Giving yourself some perspective on any situation is usually a good thing. When it comes to actually hardening yourself against the stress response and acclimating yourself to the feelings you'll experience, there are a number of ways to accomplish this and here are some examples, in order of easiest to most hardcore:
- Breath Control - Box breathing involves breathing in and out for the same amount of time, maybe a count of 4. Try working your way up to a 10 count.
- Brain Training - Brain games like those offered by Brain Turk can actually make you smarter but they tend to be really stressful because they are difficult and tax various parts of our brains at the same time.
- Contrast Therapy - Mixing hot and cold such as in a shower, using a sauna and cold plunge, or just an ice bath can help recovery, fat loss, and yes, stress response.
- Cold Calling - Most people hate to do this, so give it a try. If it doesn't apply to you approach a stranger and strike up a conversation, I still have trouble with that one.
- Workouts - Try doing your workout in the cold. Give a high intensity interval training session a try where you rapidly cycle between maximal effort and rest. Do a workout in a fasted state where you haven't eaten in the past 12 hours.
- New Skills - Learn self defense such as Krav Maga (when you train how to get out of a choke hold you are actually getting choked). Give an acting or stand up comedy class a chance to really get out of your comfort zone. Become an EMT and realize that someone elses life might be in your hands. Take a survival course and learn how to live in a way you never have.
- Endurance Event - Train for a Ironman Triathlon. Participate in an obstacle endurance event like Tough Mudder or Spartan Race.

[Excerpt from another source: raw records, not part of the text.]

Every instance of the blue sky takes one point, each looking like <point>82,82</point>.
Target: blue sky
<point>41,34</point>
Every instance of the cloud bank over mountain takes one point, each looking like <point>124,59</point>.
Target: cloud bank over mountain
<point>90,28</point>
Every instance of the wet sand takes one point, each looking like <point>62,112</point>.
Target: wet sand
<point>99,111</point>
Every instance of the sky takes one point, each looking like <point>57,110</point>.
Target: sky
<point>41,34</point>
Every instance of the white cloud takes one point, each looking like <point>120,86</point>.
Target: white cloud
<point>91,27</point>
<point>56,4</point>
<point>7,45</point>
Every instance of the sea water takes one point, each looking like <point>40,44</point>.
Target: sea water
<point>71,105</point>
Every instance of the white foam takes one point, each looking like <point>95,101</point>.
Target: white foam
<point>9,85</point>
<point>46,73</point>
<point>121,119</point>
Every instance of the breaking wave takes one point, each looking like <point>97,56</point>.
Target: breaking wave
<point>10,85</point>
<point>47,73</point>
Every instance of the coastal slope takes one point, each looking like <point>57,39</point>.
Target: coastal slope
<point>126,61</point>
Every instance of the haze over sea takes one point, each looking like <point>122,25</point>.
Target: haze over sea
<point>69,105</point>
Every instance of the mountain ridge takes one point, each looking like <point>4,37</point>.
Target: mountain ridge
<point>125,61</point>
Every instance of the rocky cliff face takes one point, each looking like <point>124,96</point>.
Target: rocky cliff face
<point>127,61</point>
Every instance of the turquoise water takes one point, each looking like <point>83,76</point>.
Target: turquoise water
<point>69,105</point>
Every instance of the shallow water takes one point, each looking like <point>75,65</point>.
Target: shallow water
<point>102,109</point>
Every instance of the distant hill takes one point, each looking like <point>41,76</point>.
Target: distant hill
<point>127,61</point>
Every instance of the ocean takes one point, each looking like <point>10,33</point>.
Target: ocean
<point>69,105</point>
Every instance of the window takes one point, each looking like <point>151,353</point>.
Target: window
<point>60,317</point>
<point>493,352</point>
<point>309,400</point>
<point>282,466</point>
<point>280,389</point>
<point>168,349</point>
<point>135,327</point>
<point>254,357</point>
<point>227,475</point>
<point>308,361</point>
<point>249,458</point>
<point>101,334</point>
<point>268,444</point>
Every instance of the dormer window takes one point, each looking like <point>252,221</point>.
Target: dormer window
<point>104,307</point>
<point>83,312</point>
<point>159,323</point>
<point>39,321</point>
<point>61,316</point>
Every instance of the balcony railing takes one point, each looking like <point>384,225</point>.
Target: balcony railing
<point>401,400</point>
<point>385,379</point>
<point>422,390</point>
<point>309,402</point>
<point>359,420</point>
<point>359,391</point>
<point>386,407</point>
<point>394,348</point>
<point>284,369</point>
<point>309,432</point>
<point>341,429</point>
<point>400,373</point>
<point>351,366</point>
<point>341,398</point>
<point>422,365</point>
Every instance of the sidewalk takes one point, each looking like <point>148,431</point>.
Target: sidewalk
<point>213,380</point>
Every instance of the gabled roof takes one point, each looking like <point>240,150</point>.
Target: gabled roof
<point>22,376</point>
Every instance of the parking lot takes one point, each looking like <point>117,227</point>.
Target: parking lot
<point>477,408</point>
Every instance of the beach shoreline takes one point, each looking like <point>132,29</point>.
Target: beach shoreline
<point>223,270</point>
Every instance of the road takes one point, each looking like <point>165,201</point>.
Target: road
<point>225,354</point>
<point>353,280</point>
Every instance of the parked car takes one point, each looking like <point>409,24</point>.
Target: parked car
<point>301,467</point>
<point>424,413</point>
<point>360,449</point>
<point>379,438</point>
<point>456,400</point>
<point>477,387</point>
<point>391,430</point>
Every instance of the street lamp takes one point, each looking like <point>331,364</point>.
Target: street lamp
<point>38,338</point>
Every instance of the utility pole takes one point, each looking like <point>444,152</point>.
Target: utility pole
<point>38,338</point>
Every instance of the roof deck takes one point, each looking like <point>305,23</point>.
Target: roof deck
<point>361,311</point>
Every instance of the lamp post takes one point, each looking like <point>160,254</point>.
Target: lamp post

The goal is to discover your inner warrior. The other thing is that even though the situations are self imposed you need to make them as realistic as possible. When I was learning gun disarms in Krav Maga, you would work with a partner, they would hold the gun to you, and you would disarm them. My instructor would be adamant that you didn't do the move and then hand the gun to your partner. You had to walk away, compose yourself and then hand it over. I thought it was a bit of overkill until I read a story about a police officer who was confronted by a robber in a store and after successfully taking away his gun, he handed it back because that's how he had trained it. The point is, your training should actually hurt, it should actually scare you, it should actually push you beyond what you think your limits are.
After all of this, self talk becomes extremely important. It's great once you can connect your breath and your stress response, and even use it to control your situation. Nothing, however, will top your ability to tell yourself authoritatively "I've been through worse."